甘い恋飯は残業後に


「もちろん意味はそうだけどな、『ラーボ・デ・バッカ』と言えばロマーリオの足技だよ。あのフェイントは何度観てもかっこいいよ、なぁ?」

話を振られて、難波さんは「そうですね」と笑っている。

ロマーリオ? 有名な選手だろうか。わたしはサッカーをよく知らないから、それがどんな人かもわからない。

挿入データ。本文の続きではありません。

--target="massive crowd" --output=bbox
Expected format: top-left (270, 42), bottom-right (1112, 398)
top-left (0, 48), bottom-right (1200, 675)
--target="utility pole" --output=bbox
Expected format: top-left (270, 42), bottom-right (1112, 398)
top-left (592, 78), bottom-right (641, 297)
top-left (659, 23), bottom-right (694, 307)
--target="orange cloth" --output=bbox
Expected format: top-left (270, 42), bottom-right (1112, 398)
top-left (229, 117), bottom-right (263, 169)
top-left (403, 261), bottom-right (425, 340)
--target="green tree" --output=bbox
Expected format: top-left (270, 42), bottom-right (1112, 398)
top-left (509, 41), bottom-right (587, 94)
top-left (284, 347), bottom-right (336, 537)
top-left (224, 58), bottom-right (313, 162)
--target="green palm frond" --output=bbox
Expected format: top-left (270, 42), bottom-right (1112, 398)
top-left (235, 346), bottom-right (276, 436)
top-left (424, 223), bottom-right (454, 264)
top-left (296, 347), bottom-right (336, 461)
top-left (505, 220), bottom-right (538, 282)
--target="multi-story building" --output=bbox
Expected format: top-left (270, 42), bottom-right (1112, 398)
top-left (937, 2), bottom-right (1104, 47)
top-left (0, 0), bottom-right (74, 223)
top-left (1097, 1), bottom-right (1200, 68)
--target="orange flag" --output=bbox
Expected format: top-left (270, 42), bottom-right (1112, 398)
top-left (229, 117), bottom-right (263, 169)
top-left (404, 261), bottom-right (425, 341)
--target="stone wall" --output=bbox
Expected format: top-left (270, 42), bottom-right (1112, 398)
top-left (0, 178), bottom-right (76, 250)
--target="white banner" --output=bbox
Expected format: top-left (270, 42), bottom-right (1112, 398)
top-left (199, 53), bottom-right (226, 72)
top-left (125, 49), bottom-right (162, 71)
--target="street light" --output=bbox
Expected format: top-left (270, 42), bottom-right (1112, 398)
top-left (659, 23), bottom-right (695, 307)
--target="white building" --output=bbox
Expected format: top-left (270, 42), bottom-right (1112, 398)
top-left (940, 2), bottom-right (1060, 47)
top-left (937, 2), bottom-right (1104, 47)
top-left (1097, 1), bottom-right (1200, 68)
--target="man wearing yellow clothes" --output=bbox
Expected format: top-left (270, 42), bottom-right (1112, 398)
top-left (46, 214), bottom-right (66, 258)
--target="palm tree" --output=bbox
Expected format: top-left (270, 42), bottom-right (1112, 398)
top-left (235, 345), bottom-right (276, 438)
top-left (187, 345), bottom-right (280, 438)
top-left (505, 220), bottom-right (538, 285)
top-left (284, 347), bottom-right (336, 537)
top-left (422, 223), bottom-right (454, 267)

叔父さんと難波さんは、にわかにサッカーの話で盛り上がっている。すっかり置いていかれたわたしは、モツ煮よりも先にラム肉を口にした。

実は自分でも、この状況に奇妙さを感じている。少し前まではラム肉を見るのも嫌だったのに。今ではこの肉の甘さとわずかな“癖”さえも気に入ってしまっている。


「すっかり、ラム肉にハマったみたいだな」

グラスのワインを飲み干したタイミングで、叔父さんとの話を終えたらしい難波さんがそう言った。決まりの悪さに、わたしは難波さんの方は見ずに「ええ……まあ」と答える。


「ここのラム肉は、本当にうまいからな。無理矢理にでも食って良かっただろ」

勝ち誇ったような声が癪に障る。でも、そのとおりだから否定出来ないのが悔しい。